The literacy golden threads need to be:

  • Identified in schemes of learning.
  • Embedded in teaching and learning.
  • Clearly identified for all pupils during learning so that they are aware of the literacy skills underpinning their subject knowledge.



  • Literacy underpins effective learning
  • Literacy supports the raising of standards across the curriculum
  • Every teacher is a teacher of literacy, including form tutors.
  • Literacy is an entitlement of all learners
  • Through becoming more literate, students are more able to fulfil their potential
  • Literacy is most effectively imparted where colleagues actively model good practice and embed within teaching
  • Our commitment towards literacy will be evident both within our classrooms and our schemes of learning



  • Prioritise ‘disciplinary literacy’ in every subject.
  • Break down complex writing tasks
  • Provide opportunities for structured talk
  • Provide targeted vocabulary instruction in every subject and strategies for approaching new vocabulary including the use of etymology and morphology to widen pupils’ ability to decode unfamiliar words.
  • Develop students’ ability to read complex academic texts
  • Combine writing instruction with reading in every subject
  • Provide high quality literacy intervention for struggling / more able pupils (throughout)

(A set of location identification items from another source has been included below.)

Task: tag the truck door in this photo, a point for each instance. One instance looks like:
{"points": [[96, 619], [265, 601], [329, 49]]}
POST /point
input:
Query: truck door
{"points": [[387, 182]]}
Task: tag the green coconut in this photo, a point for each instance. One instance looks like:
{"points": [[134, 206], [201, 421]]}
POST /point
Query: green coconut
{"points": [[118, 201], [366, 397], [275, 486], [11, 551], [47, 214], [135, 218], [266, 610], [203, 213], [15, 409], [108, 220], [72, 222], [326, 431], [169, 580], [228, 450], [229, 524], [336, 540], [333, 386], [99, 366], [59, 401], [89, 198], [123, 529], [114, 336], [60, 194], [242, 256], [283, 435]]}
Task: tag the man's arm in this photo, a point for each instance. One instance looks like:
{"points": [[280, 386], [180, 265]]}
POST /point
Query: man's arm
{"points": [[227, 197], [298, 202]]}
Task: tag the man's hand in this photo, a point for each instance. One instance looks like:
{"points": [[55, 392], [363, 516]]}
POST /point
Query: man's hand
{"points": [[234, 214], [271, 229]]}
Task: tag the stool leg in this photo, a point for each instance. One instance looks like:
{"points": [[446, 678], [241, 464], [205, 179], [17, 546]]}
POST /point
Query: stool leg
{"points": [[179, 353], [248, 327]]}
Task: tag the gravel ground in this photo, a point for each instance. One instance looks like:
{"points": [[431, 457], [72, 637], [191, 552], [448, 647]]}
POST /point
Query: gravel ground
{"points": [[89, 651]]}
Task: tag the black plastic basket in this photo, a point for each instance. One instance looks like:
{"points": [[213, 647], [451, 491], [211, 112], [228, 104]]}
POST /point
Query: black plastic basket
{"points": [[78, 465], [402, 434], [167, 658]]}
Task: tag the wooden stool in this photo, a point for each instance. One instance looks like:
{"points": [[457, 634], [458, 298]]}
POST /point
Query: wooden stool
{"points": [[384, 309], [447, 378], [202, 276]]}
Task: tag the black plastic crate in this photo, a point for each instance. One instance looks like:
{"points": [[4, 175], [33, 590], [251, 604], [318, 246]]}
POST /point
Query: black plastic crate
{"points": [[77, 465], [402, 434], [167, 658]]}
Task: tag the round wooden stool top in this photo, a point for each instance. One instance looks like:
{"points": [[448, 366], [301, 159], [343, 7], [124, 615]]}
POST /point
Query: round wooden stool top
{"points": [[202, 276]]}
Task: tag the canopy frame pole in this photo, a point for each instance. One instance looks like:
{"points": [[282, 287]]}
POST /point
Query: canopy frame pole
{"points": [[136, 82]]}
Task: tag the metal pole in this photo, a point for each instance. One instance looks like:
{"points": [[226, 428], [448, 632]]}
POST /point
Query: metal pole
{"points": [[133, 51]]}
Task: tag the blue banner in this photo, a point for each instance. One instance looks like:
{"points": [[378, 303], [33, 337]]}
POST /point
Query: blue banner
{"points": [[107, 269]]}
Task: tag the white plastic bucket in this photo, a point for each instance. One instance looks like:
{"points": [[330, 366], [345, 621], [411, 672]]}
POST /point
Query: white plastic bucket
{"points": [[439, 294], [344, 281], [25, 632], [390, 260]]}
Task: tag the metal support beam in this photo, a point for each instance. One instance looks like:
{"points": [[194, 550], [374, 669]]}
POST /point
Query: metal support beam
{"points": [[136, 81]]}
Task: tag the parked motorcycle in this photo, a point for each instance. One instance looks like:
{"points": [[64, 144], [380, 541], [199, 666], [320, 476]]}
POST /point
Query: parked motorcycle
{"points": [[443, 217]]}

There is an increasing amount of research supporting the important role of reading on lifelong learning and success in the workplace. We want our students to enjoy reading, to be able to use their reading to help them learn and to develop increasing confidence, independence and competence so that they are able to:

 • comprehend complex texts, and actively engage with what they are reading whilst using their existing subject knowledge.

• implement a range of reading strategies, such as activating prior knowledge, prediction and questioning to improve their comprehension.

• use strategies, such as modelling and group work, before support is gradually removed to promote independence.

• have access to Drop Everything And Read to help with modelling positive examples of reading.



Writing is challenging and students in every subject will benefit from explicit instruction in how to improve. We want our pupils to be able to:

• access high level modelling of writing.

• have access to targeted support t provide them with support to build confidence and competence with writing fluently, as this may affect writing quality.

• access a variety of approaches, including collaborative and paired writing, to motivate them to write.

• have access to dictionaries and thesauri and encourage them to be used within all learning environments.


Talk is our main means of communication in everyday life and is fundamental to the development of understanding. Good

oracy and listening skills are vital to success in the workplace and all other social contexts. We want our pupils to develop increasing confidence and competence in speaking and listening so that they are

able to:

• value talk, both in its own right and because of its impact on other aspects of learning.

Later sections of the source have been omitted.